Japan’s obsession with punctuality has come to define their public transportation. You can tell the time based on arrivals and departures. In the rare event of a delay, train staff issue “late notes” to commuters so that they can explain tardiness to employers. And officials issue public apologies for trains departing too early!
Make no mistake, going out takes effort. For the elderly or persons with disability, there are several barriers to overcome before they can enjoy the same level of access afforded to ordinary city-dwellers. And everyone can appreciate some added comfort when they go out.
Seoul’s subway stands out on both counts. It’s one of the few systems in the world to offer step-free access at all of its stations. And passengers get to enjoy free Wi-Fi, excellent mobile reception, climate-controlled cars, and even heated seats during the winter.
2: Hong Kong
No matter what criteria are used, Hong Kong’s MTR shines. It’s fast, clean, affordable, and remarkably efficient at serving its base of over 5 million passengers per day. But one aspect where it really leads the rest of the field is in safety.
The metro holds itself to a high standard in this area and continues to innovate. It implemented platform safety doors to reduce the number of railway suicides based on a study by the University of Hong Kong. As of 2020, MTR has reported zero fatalities in the last 3 years, and an average of just 3.67 injury-related hospitalizations per 100 million passengers.

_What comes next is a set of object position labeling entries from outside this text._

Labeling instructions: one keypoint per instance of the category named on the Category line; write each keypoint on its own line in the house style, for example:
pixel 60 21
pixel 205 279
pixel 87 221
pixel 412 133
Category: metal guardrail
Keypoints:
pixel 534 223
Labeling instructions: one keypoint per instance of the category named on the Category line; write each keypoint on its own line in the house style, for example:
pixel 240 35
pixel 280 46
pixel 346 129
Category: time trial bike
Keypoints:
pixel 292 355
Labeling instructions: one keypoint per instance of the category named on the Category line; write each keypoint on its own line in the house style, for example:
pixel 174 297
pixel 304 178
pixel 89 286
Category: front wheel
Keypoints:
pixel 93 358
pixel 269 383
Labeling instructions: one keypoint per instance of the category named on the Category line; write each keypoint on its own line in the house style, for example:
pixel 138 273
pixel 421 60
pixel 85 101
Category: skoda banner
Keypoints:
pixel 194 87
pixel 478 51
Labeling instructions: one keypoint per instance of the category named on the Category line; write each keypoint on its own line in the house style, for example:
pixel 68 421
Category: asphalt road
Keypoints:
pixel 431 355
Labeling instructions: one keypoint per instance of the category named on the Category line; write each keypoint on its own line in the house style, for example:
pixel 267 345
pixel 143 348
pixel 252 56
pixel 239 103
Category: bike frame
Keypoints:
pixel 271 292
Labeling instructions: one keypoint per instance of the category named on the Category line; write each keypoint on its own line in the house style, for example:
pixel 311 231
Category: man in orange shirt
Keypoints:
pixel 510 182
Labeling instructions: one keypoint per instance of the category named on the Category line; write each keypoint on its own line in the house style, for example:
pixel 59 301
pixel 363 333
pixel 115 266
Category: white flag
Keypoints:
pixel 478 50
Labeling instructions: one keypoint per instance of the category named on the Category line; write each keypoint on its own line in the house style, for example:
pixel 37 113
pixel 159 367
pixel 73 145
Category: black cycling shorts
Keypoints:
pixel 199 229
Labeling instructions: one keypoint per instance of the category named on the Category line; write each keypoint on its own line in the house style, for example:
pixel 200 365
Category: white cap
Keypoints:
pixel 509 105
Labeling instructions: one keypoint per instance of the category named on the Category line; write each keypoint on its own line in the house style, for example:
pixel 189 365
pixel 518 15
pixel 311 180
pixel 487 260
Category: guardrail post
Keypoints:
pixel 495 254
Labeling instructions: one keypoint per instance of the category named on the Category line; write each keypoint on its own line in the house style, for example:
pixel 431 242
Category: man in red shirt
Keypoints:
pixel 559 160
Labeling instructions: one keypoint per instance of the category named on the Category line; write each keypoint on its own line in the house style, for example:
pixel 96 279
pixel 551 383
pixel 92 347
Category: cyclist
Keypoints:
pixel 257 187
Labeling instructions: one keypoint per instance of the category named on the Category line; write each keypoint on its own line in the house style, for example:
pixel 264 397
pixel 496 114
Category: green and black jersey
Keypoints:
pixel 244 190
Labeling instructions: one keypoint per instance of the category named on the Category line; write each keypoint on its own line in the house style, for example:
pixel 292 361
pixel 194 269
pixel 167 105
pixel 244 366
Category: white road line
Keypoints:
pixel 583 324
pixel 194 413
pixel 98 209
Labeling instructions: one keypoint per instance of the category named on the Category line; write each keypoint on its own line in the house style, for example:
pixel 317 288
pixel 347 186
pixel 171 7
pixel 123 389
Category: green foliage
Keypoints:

There’s something to be said for achieving balance in every aspect of public transportation. And the SMRT achieves just that. It might not top the lists in any single category, except for the one that matters: customer satisfaction.
Singapore’s trains were scored the highest by resident reviews among top systems surveyed in a 2018 McKinsey report. By consistently being among the best at doing what a modern urban metro system should do, the city has managed to achieve the ultimate goal. It has made public transportation a means of enabling productivity for a massive population.